Fog computing has emerged as a promising paradigm that borrows the user-oriented cloud services to the proximity of the Internet-of-Things (IoT) users in sixth-generation (6G) networks. Currently, service providers establish a proprietary fog architecture to prolong a specific group of IoT users by offering resources and services to the edge level. However, this sort of activity creates a service barrier and limits the development of fog services to the IoT-users. Keeping this in mind, we develop a 6G-aware fog federation model for utilizing maximum fog resources and providing demand specific services across the network while maximizing the revenue of fog service providers and guaranteeing the minimum service delay and price for IoT-users. To achieve this goal, we formulate our objective function into a mixed-integer nonlinear problem. By jointly optimizing the dynamic services cost and user demands, a noncooperative Stackelberg game interaction algorithm is formulated to schedule the fog and cloud resources distributively. Further maximizing the profit for the service providers and the seamless resource provisioning, a resource controller is initiated to manage the available fog resources. Extensive simulation analysis over 6G-aware Quality-of-Service parameters demonstrates the superiority of the proposed fog federation model and it reduces up to 15%-20% service delay and 20%-25% of service cost over the standalone fog and cloud frameworks.
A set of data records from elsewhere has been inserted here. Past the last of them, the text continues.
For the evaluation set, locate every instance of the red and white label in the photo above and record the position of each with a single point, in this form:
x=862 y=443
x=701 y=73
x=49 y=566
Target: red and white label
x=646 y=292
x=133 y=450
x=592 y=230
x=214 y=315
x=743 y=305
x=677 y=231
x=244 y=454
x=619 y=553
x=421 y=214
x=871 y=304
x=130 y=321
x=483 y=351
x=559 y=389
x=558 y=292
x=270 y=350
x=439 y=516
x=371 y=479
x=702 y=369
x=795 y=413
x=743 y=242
机译:雾计算已成为一个有前途的范式,借用以第六代(6G)网络中的内部内容(物联网)用户附近的用户导向的云服务。目前,服务提供商通过向边缘级别提供资源和服务来建立专有的雾架,以延长特定的IOT用户。但是,这种活动创建了服务障碍并限制了对IOT用户的雾服务的开发。请记住这一点,我们开发了6G感知的迷人联合模型,用于利用最大雾资源,并在整个网络上提供需求特定服务,同时最大限度地提高雾服务提供商的收入,并保证IOT用户的最低服务延迟和价格。为了实现这一目标,我们将客观函数与混合整数非线性问题制定。通过联合优化动态服务成本和用户需求,配制了非支持的Stackelberg游戏交互算法以分布地调度雾和云资源。进一步最大化服务提供商和无缝资源配置的利润,启动资源控制器以管理可用的雾资源。超过6G感知质量参数的广泛仿真分析演示了拟议的FOG联合模型的优越性,并且在独立雾和云框架上减少了高达15%-20%的服务延迟和20%-25%的服务费用。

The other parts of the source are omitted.